So it finally happened. In the two-way battle for the high-definition video player format, Toshiba gave up on HD DVD and Sony is crowing. But should it be?
According to analysts, just because Sony's Blu-ray prevailed doesn't mean it's won the war for consumers' eyeballs and wallets.
After a wave of increased support for the Blu-ray format over the last two months, Toshiba announced Tuesday that it would no longer make or develop HD DVD players.
"We concluded that a swift decision would be best," Toshiba President Atsutoshi Nishida told reporters.
HD DVD's slide began in January when Warner Bros. made a surprise announcement — at least to Toshiba — that it would release its high-definition videos on Blu-ray. In the following weeks, Netflix, Best Buy and most notably Wal-Mart announced that they were dropping HD DVD products.
Not surprisingly, Sony viewed Toshiba's withdrawal as a clear win, the company told ABCNews.com in an e-mailed statement.
"Overwhelming support from all the relevant industries, including Hollywood studios, consumer electronics and IT companies, retailers and video rental stores is clear proof that consumers have chosen Blu-ray as the next generation optical disc format," Sony said. "We believe that a single format will benefit both consumers and the industry, and will accelerate the expansion of the market. Blu-ray has been and will continue to be a core part of Sony's high-definition strategy."
With strong studio and retailer support, Sony's Blu-ray disc is now the only offering for high definition DVD. But that fact alone won't push it to the top in terms of consumer acceptance, according to analysts.
Consumer support for next-generation DVD players, for both Blu-ray and HD DVD, is small at best. Less than 1 million of the new DVD players – both HD DVD and Blu-ray — were sold last year, according to Ross Rubin, director of industry analysis for consumer technology at the NPD Group. (NPD declined to divulge the sales of HD DVD and Blu-ray players individually.) Compare that to sales of 10 million standard home DVD players in 2007.
"Blu-ray players really need to come down a bit in price, which they may not do as quickly as they might have when there was competition with HD DVD, in order for it to be a viable alternative to DVD among price-conscious consumers," Rubin told ABCNews.com.

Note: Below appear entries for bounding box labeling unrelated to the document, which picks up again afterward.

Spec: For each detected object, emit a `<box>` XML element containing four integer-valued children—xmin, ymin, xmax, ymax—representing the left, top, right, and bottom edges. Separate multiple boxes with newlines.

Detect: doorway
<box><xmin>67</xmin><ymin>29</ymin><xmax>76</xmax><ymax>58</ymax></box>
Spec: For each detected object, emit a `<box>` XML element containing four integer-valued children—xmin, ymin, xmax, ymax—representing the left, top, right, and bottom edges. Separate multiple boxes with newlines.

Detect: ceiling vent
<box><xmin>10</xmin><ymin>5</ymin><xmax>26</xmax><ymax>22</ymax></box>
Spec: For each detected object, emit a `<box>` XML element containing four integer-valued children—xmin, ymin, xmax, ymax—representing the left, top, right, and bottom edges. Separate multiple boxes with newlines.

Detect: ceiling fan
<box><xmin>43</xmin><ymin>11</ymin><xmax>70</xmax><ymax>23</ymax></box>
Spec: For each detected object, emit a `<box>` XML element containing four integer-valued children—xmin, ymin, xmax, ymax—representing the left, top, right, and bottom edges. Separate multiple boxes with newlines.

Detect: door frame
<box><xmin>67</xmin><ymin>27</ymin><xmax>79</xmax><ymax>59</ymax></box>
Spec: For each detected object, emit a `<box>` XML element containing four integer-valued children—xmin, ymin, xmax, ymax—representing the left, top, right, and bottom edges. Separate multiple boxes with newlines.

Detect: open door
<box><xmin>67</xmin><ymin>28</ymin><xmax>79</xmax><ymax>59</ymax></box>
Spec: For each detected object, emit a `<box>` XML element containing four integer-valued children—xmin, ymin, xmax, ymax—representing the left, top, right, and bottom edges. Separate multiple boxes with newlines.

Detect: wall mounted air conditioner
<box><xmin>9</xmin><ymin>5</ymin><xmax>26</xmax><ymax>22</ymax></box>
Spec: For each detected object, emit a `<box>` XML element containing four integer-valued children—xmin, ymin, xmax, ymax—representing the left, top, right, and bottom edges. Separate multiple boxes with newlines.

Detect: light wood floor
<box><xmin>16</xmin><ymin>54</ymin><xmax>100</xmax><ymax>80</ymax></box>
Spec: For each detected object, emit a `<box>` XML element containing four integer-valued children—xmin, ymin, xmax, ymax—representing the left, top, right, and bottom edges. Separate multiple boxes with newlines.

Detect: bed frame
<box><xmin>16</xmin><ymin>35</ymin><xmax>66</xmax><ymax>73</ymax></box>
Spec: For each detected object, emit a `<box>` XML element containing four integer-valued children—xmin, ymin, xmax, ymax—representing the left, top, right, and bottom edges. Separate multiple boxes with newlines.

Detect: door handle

A Blu-ray player starts at $400, while the PlayStation3, which also plays Blu-ray discs, retails for as little as $499. Standard non-high def DVD players can be found for less than $100.
Blu-ray also faces competition from so-called optimizing DVD players, which optimize regular DVD discs to play at a higher level of output on high definition television, according to Rubin.
"Digital distribution is something that looms more on the horizon. Clearly today there's a huge market in people obtaining movies through digital [outlets]," Rubin said. "Certainly there are a number of broadband offerings from Apple and Microsoft. And also the cable and TV service providers are increasing their available bandwidth and … offering more high-def movies on demand."
Similarly, both iTunes and Netflix offer digital movie rentals.
Rob Enderle, a Silicon Valley technology analyst, agrees.
"Downloads will replace all optical media," he said. "Every single studio is aggressive on movie downloads. Downloads are the next big thing. … Downloads will replace DVDs and Blu-ray will never reach the multimillion sales that DVDs have had."
In addition to DVDs being "good enough" for most consumers, the biggest problem Blu-ray faces, at least right now, is that the player in its current incarnation is not updateable, according to Enderle.
"The ones on the market are not upgradeable," Enderle said. "Everything but the PS3 is going to be obsolete" once version 2.0 of the player is released. Enderle predicts consumers won't see the newest version until at least early 2009.
"I'm not convinced the consumer is going to get it," he said. "For a lot of people, DVDs are good enough."